Documentation obligatoire [Articles L. 13 AA / L.13 AB du Livre des Procédures Fiscales (LPF)]
L’obligation de documentation des prix de transfert en France s’applique à tous les contribuables français (y.c. les établissements stables d'entreprises étrangères) :
- Réalisant un chiffre d’affaires annuel hors taxes ou détenant un actif brut figurant au bilan d’au moins 400 millions d’euros (150 millions d’euros pour les exercices ouverts à compter du 1er janvier 2024) ; ou
- Détenant à la clôture de l'exercice, directement ou indirectement, plus de la moitié du capital ou des droits de vote d'une entité juridique répondant à l’une des conditions définies au a) ci-dessus ; ou
- Dont plus de la moitié du capital ou des droits de vote appartient directement ou indirectement, à la date de clôture de l’exercice, à une entité juridique répondant à la condition définie au point a) ci-dessus ; ou
- Membre d’un groupe d’intégration fiscale, lorsque ce groupe comporte au moins une entité juridique répondant à l’une des conditions ci-dessus (c'est-à-dire a, b ou c).
Ces seuils doivent être appréciés sur la base d'états financiers statutaires.

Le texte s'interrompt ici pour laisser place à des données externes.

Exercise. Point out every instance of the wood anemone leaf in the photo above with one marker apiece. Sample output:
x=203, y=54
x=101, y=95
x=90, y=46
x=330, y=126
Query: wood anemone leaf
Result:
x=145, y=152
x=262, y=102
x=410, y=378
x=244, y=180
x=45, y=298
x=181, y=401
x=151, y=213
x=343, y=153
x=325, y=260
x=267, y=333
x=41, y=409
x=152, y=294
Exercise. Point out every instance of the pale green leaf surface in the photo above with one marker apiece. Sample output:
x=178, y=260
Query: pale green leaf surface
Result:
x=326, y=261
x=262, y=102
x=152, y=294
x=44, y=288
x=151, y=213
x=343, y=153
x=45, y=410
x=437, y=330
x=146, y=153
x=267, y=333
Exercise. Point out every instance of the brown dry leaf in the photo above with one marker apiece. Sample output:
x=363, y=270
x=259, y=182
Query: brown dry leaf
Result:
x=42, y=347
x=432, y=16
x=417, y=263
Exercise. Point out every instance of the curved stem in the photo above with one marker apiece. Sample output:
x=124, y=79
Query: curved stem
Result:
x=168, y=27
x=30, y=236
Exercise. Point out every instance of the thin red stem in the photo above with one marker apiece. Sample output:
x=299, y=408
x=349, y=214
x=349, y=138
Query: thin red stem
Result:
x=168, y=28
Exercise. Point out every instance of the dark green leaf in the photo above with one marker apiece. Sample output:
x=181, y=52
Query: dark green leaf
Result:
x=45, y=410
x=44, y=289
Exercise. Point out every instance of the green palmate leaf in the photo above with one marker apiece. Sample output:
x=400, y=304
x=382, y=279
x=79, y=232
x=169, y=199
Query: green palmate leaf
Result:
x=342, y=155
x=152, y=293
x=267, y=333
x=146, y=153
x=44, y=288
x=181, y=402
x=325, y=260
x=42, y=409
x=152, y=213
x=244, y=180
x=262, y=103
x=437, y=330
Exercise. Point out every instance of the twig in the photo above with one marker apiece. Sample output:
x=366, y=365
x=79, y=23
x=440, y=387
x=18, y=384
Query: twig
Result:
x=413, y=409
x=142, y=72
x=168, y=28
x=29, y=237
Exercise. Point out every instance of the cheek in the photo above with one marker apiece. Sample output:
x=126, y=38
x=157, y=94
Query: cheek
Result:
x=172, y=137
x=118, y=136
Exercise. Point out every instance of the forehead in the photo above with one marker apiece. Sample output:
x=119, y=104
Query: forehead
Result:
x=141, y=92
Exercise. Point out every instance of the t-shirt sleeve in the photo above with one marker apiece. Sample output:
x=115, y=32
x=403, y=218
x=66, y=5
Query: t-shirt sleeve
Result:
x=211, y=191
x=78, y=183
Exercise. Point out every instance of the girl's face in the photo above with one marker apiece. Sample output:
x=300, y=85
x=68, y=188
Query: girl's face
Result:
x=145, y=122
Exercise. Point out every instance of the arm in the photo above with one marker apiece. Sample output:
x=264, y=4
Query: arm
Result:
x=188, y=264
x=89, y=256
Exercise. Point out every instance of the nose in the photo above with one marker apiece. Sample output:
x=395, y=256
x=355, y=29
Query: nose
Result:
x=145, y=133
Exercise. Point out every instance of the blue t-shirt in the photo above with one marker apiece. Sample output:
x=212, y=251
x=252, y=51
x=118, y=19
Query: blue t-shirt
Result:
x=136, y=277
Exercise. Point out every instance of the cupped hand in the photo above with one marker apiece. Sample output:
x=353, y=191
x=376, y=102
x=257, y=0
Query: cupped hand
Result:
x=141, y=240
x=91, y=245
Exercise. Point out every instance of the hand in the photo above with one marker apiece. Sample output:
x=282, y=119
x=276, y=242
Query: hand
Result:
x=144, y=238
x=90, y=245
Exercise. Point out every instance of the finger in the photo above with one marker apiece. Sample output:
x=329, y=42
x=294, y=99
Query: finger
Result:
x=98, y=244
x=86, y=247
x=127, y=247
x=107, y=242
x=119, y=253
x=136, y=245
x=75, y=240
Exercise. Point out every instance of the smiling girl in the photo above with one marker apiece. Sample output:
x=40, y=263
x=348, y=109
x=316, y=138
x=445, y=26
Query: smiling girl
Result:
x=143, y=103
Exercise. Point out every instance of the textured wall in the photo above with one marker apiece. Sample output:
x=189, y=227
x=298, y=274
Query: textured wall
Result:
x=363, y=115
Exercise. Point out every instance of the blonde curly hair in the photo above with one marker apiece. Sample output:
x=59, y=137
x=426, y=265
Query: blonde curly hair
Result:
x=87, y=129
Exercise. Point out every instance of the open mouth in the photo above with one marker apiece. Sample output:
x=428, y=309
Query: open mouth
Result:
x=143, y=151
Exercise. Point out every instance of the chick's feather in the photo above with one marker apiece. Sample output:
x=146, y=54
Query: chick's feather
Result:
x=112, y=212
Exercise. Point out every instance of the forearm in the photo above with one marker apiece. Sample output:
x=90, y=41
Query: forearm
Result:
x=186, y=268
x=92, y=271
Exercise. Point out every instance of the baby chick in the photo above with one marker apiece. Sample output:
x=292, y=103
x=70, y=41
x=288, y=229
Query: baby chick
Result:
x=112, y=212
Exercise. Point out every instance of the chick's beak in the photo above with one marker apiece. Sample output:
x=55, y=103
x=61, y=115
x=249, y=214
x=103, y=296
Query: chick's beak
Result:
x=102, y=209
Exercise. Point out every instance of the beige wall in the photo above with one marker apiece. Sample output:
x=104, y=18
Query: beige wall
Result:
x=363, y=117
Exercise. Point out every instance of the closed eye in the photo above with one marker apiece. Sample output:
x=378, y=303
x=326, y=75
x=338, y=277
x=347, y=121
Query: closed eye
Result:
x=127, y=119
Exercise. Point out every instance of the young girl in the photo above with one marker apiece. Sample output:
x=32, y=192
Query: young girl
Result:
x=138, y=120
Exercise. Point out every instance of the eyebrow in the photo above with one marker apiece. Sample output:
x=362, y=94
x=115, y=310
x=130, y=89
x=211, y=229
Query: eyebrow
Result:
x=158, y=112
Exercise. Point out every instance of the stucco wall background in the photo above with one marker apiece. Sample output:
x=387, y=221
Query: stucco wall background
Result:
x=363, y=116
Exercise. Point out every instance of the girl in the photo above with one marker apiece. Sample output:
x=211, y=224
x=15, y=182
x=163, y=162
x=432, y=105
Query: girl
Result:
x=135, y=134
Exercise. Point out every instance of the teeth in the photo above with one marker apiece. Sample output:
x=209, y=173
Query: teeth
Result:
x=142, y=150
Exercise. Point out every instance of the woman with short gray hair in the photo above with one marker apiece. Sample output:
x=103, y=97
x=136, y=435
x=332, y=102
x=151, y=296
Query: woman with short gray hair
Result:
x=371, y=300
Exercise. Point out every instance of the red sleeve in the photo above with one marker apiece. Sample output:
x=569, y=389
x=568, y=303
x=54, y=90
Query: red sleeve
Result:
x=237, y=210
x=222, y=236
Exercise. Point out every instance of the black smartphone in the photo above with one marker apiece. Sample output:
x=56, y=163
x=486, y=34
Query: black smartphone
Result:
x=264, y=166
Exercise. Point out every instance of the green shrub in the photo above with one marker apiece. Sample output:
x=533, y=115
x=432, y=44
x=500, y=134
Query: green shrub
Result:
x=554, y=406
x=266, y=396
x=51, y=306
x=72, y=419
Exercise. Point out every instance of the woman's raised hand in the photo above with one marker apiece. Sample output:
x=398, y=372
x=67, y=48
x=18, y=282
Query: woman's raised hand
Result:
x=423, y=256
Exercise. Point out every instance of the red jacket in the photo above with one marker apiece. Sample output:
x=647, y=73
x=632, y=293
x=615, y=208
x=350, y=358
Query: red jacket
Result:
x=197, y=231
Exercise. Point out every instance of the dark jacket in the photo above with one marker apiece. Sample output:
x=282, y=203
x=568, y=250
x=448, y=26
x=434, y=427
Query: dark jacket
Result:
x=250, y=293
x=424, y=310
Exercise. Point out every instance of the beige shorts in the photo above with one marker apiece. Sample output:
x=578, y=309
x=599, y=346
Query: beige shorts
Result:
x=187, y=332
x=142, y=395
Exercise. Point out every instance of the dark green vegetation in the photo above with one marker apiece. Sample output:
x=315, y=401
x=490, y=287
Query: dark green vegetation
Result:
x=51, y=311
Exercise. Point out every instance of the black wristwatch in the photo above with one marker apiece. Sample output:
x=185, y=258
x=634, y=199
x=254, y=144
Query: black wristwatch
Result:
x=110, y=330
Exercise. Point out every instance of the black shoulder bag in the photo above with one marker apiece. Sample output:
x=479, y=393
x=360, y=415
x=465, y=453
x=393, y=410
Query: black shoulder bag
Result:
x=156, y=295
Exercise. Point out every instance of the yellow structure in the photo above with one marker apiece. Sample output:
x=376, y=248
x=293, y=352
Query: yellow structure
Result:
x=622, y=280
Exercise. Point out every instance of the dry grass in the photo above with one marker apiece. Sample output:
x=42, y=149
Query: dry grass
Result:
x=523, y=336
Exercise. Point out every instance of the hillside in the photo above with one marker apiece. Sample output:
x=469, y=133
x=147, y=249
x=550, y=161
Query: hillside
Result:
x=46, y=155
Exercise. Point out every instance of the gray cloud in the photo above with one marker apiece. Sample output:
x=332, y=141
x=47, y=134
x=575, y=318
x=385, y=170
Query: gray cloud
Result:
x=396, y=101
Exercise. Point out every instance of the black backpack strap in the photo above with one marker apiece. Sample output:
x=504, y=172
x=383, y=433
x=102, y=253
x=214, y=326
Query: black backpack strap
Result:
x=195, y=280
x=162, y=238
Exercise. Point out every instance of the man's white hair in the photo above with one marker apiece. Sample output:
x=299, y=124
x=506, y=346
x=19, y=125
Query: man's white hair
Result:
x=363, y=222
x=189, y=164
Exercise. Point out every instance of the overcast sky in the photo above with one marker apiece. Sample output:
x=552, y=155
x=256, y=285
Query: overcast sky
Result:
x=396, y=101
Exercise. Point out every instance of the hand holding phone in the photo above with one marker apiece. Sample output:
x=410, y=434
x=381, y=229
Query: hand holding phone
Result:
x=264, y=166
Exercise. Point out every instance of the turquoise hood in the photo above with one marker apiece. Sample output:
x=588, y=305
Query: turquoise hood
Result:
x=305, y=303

Depuis 2018, les exigences françaises sont alignées sur les recommandations de l’Action 13 du plan BEPS de l’OCDE (Fichier Principal et Fichier Local). Les transactions à documenter dans le Fichier Local sont celles entre l’entité française et une ou plusieurs entreprises associées dont le montant agrégé par catégorie excède 100 000 € au titre de l’exercice.
Cette documentation doit être disponible le premier jour du contrôle fiscal ou, à défaut, dans les 30 jours d’une mise en demeure. Les entités françaises concernées ne remplissant pas leur obligation sont soumises à une pénalité, par exercice, à hauteur du montant le plus élevé entre (i) 0,5 % du montant des transactions qui ont été omises ou insuffisamment documentées ou (ii) 5 % des rectifications afférentes à ces mêmes transactions, avec un minimum de 50 000 € par exercice.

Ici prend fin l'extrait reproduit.